Megan McArdle at The Atlantic is simply "mystified" by the move, asking "What problem does this solve?" She adds: "It's so bizarre that I spent an hour this morning desperately searching for the logic. They can't have just decided to do this for absolutely no reason, can they?"
"Oops, Netflix has done it again," writes Athima Chansanchai at MSNBC.com's Technolog. Chansanchai is among the many who point out that by separating the two services this way, the large gap between what's available on disc and what's available to stream will become painfully obvious to those that haven't taken note already. When programming from Starz disappears early next year, that gap will be bigger still.
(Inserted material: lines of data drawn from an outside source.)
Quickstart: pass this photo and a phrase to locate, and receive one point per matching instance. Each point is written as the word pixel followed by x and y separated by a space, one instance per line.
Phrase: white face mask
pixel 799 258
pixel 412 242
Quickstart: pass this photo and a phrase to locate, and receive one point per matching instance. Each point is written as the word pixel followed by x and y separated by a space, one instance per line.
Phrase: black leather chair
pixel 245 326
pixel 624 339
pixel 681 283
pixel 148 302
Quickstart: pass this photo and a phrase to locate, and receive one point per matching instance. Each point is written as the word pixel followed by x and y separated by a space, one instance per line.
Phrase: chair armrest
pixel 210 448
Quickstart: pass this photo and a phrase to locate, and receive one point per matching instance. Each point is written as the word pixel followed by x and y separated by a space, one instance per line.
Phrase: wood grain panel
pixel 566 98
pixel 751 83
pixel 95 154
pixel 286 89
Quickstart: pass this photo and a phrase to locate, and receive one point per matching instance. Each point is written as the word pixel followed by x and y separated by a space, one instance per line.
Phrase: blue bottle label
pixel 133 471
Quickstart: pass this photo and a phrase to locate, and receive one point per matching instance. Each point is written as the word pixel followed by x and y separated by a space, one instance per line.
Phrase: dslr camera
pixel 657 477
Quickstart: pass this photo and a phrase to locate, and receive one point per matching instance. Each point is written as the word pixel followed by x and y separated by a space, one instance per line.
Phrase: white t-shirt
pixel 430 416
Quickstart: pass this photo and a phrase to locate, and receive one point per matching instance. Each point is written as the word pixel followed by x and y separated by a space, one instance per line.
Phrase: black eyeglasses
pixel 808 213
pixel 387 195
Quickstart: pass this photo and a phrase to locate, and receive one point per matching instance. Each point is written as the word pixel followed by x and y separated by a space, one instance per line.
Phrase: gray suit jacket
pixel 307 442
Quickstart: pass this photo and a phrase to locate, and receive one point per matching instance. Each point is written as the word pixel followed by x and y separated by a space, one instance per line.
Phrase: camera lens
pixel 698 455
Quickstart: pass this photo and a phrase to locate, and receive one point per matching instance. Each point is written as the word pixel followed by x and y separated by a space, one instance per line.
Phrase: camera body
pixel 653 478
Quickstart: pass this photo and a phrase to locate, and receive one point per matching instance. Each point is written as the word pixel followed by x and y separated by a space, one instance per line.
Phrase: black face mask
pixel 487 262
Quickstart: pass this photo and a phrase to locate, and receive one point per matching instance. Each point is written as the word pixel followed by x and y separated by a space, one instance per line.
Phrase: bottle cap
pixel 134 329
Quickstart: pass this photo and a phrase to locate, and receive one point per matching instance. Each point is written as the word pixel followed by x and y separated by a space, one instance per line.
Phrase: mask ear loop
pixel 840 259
Some believe the move is a first step toward shuttering the company's DVD/Blu-ray business altogether in favor of streaming, which it sees as its future. However, Timothy Lee at Forbes.com says that dividing up the subscriber base this way could backfire badly. "There's a real danger this will result in a death spiral: the new, smaller company will have trouble landing content deals, or will be forced to raise prices in order to cover the costs of content," Lee writes. "This will make the service less attractive to customers, some of whom will cancel their subscriptions, making it even harder to get content."
And what do Netflix's customers think? Did you have to ask? You can read their comments at the Netflix blog.